We presented the design, fabrication and measurement results of a bandwidth and wavelength tunable filter. The device consists of two contra-directional grating assisted couplers (CDGAC) with different periods that are cascaded such that the through port of the first CDGAC is connected to the input port of the second CDGAC, while the add port of the first CDGAC is connected to the drop port of the second CDGAC. The prototype can be used as a bandpass filter over a wavelength range of 18 nm (from 1555 nm to 1573 nm). This wavelength range can be increased by increasing the coupling coefficient of the CDGACs and consequently increasing the width of the rejection bands in the through port response of the cascade filter. The width of the bandpass response of the cascade configuration is tunable by individually tuning the central wavelength of the CDGACs. We demonstrate the tunability of the device with the thermo-optic effect using metal heaters integrated on chip.

The passband of the through port has a 3-dB bandwidth of 5.8 nm with an insertion loss of 2.6 dB and an extinction ratio of 31 dB. The transmission bandwidth can be tuned from 1.1 nm to 11.7 nm.
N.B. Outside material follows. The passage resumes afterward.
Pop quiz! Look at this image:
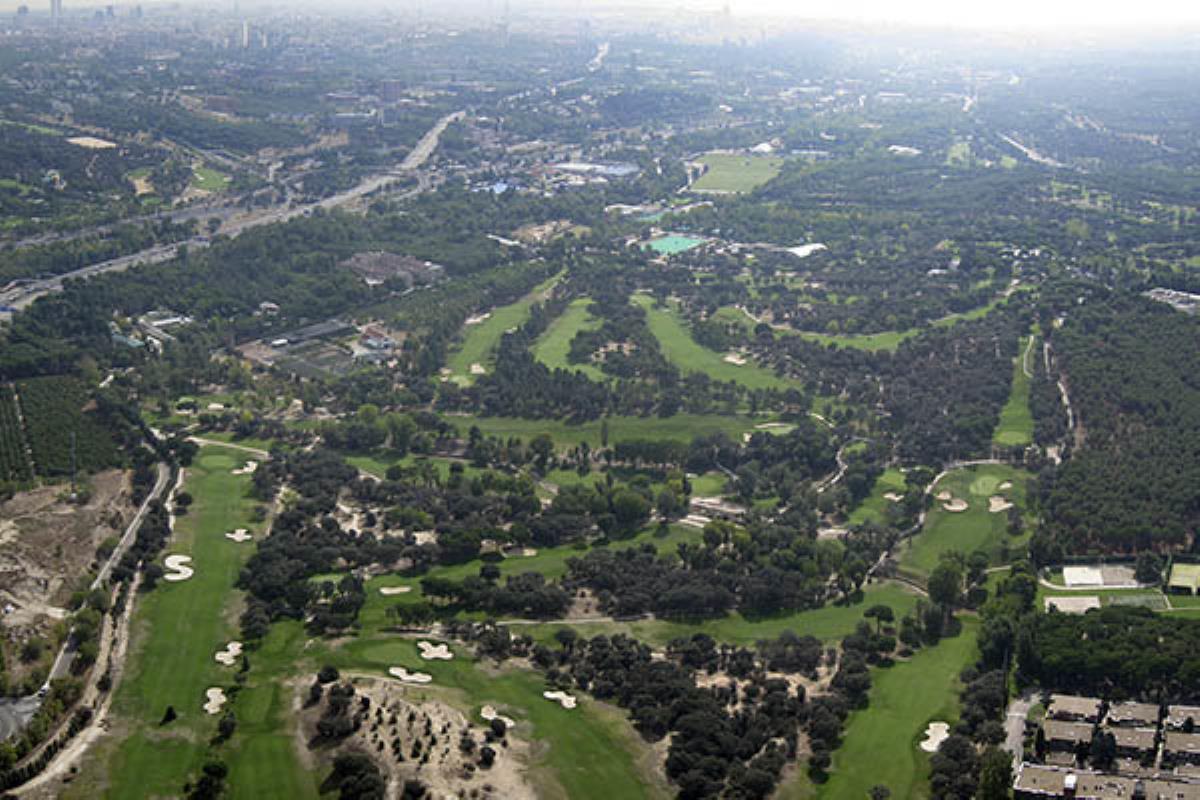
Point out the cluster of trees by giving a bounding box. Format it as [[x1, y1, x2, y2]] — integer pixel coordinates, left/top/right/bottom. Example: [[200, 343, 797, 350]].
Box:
[[1016, 606, 1200, 702], [563, 522, 894, 619], [1032, 295, 1200, 563]]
The maximum achievable bandwidth of the device is limited by the breakdown current of the heater of the CDGAC with the longer period while the minimum achievable bandwidth depends on the breakdown current of the heater of the CDGAC with the shorter period. Moreover, we demonstrated that the central wavelength of the pass band can be tuned over more than 4 nm. There is no limit for the tuning range of the central wavelength except for the breakdown current of the metal heaters.

Future work will include the optimization of apodization function and of number of periods in each CDGACs to increase the extinction ratio and reduce the side lobes in the response of the CDGACs. This will improve the extinction ratio and the shape of passband. Moreover, the tuning range could be increased by using more resistant materials, such as tungsten or nichrome, to implement the heaters.